Bob, all these gadgets look great, but in my opinion they seldom do something drastic, they usually exist to fulfill the owner's feeling of success. What worries me is that they are more costly than the tool itself, and they require so much education and precise use that in the end you spend one hour to set the bits properly, and two minutes to do the job, and then you need a special place for the gadget, and with the extra screws etc you ask yourself two years later what they were for. Trying to make the gadget, has a suspense and a thrill, and even if it does not work, perhaps you realize WHY it doesn't. Ever made a second version of this ?
D


----------



## bobj3 (Jan 17, 2006)

Hi Dimitri

" Ever made a second version of this ? " no not to happy with the 1st. version.. 

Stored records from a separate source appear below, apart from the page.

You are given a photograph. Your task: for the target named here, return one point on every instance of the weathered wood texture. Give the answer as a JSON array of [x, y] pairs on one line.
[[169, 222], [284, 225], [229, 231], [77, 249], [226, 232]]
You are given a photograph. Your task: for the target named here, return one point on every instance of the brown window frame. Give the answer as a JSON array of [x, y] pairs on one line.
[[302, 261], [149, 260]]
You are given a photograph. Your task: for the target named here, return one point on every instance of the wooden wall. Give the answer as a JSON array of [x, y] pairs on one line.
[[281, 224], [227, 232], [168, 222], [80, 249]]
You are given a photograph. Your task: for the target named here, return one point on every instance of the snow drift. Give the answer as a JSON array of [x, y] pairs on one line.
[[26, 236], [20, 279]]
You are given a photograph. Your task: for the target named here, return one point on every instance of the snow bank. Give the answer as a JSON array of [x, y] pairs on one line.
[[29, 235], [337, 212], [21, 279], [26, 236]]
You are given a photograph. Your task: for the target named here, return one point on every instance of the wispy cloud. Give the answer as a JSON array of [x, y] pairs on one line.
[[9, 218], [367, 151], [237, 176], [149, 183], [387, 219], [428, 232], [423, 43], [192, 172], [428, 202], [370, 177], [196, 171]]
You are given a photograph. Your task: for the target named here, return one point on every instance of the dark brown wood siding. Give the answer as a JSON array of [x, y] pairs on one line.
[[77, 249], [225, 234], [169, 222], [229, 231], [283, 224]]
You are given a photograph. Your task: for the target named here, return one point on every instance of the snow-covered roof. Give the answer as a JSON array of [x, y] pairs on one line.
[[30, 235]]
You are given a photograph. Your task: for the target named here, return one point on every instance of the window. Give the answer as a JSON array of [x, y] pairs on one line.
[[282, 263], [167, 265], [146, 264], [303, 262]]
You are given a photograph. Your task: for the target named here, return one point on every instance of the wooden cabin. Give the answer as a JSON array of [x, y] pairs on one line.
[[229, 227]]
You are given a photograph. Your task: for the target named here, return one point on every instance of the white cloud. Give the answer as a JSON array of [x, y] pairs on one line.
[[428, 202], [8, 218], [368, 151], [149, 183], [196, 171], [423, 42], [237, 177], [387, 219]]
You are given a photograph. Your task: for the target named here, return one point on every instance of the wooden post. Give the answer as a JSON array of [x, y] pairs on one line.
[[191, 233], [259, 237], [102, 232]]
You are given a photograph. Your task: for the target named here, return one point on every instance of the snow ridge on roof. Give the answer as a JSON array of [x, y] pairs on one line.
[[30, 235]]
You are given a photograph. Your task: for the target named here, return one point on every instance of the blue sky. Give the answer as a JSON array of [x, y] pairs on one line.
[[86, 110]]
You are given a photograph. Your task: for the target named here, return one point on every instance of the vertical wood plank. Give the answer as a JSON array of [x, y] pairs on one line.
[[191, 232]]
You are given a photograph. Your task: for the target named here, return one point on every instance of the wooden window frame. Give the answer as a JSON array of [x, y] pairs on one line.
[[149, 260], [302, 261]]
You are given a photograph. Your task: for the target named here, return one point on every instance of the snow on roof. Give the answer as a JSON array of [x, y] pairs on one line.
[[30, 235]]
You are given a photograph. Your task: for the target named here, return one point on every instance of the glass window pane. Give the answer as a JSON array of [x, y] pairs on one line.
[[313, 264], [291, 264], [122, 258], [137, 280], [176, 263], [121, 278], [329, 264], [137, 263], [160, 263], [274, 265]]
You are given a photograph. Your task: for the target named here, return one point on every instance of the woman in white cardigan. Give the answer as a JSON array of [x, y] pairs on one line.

But I did see the error of my ways, but maybe some day but I don't think so. 
Not that great of a fixture for the router ..it's like adding a 2nd. pair of wheels to the rear of the truck, just not needed ..

Wheels,,,Note I have done that to LOL just for kicks but I'm back to just one pair now LOL

========


Dimitri M said:


> Bob, all these gadgets look great, but in my opinion they seldom do something drastic, they usually exist to fulfill the owner's feeling of success. What worries me is that they are more costly than the tool itself, and they require so much education and precise use that in the end you spend one hour to set the bits properly, and two minutes to do the job, and then you need a special place for the gadget, and with the extra screws etc you ask yourself two years later what they were for. Trying to make the gadget, has a suspense and a thrill, and even if it does not work, perhaps you realize WHY it doesn't. Ever made a second version of this ?
> D


----------